Monday, October 15, 2007

October 15, 2007

           While outside at 7:10 a.m. this morning, I tried to photograph the dawn. It was still too dark, so I pointed the camera at the security beam and got this rather interesting shot of my motion detector and video camera (look hard, my presence triggered the light). This trailer is by far the most secure and technically advanced unit in the area, but at the same time I have no Internet access. I guess such things depend on one’s priorities.
           Take heart, more interesting things happened today. I didn’t say I’d write about them. There is one item I should tell you about, since you know I am always looking for writing work. I responded to this ad that needs articles written to “introduce” seniors to newer technologies, sort of a “dummies for seniors”. The Florida market must be enormous. Anyway.
           In a departure from local custom, the ad also stated the rate of pay as “$30 per page”, so I had really inquired about their definition of a page. Within the hour I got a reply and it was encouraging. It seems that it is a magazine and any page that contains any word(s) of my material pays $30. If an issue has my words on 5 pages, that’s $150 and that’s also what I wanted to hear. Now to find out the frequency of the issues.
           All this happened while I was investigating ebooks. Back in my day, an ebook was something you let people download after paying a fee. It has become a little more involved. There are two formats, an exe file, which is more flexible but people hesitate to download, and a pdf file, which reads on every machine but requires software. The sites I visited also spoke of an ebook reader. This is apparently like a small screen that sells in the $40 range displays the pages of the ebook you are reading. I will look into this, as I have never seen such a beast.

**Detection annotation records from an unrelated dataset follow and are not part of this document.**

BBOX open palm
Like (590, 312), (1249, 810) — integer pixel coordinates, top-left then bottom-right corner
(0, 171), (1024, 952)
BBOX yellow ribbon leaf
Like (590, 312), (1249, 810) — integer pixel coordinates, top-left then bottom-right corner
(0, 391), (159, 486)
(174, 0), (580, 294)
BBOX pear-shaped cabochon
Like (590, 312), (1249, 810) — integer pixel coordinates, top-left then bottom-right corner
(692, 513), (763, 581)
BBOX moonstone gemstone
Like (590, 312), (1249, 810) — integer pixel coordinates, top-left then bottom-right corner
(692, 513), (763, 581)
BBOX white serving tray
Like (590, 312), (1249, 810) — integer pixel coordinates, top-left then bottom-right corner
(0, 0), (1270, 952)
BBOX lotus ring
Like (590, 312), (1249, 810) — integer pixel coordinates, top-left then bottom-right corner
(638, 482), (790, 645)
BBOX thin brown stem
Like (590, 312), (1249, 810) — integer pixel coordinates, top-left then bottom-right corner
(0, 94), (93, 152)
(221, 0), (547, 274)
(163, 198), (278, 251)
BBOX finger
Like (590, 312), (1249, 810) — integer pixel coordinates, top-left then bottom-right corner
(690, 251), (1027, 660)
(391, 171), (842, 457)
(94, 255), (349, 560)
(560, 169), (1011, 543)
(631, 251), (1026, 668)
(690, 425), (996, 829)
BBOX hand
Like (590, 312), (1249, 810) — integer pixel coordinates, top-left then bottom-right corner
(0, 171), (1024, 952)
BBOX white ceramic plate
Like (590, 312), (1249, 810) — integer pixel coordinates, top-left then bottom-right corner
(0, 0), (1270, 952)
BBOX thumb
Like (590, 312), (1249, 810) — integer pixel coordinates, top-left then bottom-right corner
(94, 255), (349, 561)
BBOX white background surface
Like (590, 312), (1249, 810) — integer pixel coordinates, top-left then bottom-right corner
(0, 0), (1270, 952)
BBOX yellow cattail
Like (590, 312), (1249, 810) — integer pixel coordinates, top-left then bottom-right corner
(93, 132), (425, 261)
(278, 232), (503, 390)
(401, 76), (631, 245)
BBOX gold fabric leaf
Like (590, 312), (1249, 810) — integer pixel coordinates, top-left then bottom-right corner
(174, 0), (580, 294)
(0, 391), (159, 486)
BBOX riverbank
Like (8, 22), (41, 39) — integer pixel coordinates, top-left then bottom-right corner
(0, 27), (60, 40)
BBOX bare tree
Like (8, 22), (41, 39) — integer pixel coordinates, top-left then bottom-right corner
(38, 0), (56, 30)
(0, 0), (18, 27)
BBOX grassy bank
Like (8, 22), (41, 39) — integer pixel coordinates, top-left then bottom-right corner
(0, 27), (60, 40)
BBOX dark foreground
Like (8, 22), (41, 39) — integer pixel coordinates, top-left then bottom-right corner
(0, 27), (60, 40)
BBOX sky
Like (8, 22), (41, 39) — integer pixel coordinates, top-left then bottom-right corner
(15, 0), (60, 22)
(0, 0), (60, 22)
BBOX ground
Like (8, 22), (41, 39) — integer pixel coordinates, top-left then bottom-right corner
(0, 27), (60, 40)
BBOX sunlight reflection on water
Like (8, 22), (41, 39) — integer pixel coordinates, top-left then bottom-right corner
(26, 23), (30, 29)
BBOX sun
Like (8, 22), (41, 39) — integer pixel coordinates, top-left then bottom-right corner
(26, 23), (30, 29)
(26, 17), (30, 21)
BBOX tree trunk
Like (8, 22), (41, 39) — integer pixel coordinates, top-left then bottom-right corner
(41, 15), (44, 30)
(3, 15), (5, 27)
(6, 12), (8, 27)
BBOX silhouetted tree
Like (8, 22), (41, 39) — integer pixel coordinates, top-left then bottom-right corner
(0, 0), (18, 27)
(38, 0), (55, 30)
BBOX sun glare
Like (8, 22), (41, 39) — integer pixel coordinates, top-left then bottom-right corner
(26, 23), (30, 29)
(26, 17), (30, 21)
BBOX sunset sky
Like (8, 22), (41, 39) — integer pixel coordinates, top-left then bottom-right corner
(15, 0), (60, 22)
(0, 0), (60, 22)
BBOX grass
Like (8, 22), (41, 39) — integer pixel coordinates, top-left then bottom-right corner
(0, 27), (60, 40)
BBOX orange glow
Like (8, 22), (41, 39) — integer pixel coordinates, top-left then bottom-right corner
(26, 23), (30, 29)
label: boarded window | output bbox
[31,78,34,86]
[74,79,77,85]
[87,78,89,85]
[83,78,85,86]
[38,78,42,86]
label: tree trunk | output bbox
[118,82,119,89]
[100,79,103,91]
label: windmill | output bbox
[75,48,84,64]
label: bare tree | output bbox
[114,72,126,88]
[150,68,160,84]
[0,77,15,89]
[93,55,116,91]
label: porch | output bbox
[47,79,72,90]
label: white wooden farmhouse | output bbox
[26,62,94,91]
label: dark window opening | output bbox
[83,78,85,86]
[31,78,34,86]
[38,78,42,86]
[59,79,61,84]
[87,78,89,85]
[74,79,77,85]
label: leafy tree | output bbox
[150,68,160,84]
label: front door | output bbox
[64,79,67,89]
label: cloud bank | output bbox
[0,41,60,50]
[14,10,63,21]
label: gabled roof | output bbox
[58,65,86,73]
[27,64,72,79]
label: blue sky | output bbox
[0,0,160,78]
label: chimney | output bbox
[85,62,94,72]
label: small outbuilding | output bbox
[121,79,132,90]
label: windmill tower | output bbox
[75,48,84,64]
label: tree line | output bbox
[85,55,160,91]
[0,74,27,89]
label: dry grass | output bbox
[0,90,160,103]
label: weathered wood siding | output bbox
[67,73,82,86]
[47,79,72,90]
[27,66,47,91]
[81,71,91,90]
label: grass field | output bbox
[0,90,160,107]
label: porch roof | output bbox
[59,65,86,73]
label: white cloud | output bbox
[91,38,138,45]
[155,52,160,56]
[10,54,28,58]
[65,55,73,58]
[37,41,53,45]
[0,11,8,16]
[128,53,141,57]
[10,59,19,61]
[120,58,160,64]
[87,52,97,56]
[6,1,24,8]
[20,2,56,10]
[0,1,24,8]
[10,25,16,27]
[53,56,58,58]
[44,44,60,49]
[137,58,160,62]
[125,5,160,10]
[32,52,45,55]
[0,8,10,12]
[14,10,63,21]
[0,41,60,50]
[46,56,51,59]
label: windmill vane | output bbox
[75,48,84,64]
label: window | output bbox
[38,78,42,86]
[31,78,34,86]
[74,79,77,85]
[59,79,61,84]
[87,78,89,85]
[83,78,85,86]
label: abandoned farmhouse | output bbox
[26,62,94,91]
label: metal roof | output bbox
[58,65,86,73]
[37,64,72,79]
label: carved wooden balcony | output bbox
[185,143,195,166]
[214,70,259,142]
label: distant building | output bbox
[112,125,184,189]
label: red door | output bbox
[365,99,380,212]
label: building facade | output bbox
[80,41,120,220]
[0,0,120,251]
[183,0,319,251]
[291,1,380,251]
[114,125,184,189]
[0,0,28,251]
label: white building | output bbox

           You compose the book, then you compile it into an ebook. There are various marketing techniques, which include giving the book away to draw traffic to your web page, right up to allowing the reader to browse the first few paragraphs, then requiring the purchase of a password to continue. These passwords are owned by the ebook distributor, not the author, and restricts people sharing a given book. Gotta love that. Also, the distributor acts as a virtual bookstore which collects the money and sends you your share. Gotta hate that.
           One could have a private web page to market the ebooks. That gets expensive and from what I’ve seen, you need a lot of books to draw people in. Titles in the thousands, so it seems to me most ebook stores must be selling other people’s books in addition to their own. Of the two routes, I think I’ll try joining one of the existing stores. Most ebooks appear to be in the 25-40 page range, just a few days work for me.
           I have several hundred pages of information to assimilate [concerning these ebooks]. As usual, it will become child’s play if I decide to pursue it. For all I’ve said about never returning to the Doggie Wig place, I’m heading over there at 11:00 a.m. tomorrow, due to a plaintive request to get the last order into inventory and to place another order. I will not listen to sales, answer phones or take pictures if I can help it. It seems I was not all that easy to replace, yet any reasonably competent person should be able to go in there and figure out my system in a few hours. I can only imagine the situation over there after an entire month.
           Let me fire off the first few articles to the magazine to test the water. If it goes, I promise to take the first $30 and go to a nice restaurant or on an extra trip nearby, and of course, report the details back to you. Have not been to a restaurant since Wallace treated back in April or so. Maybe I’ll go have a meal in these much-touted gambling dens nearby.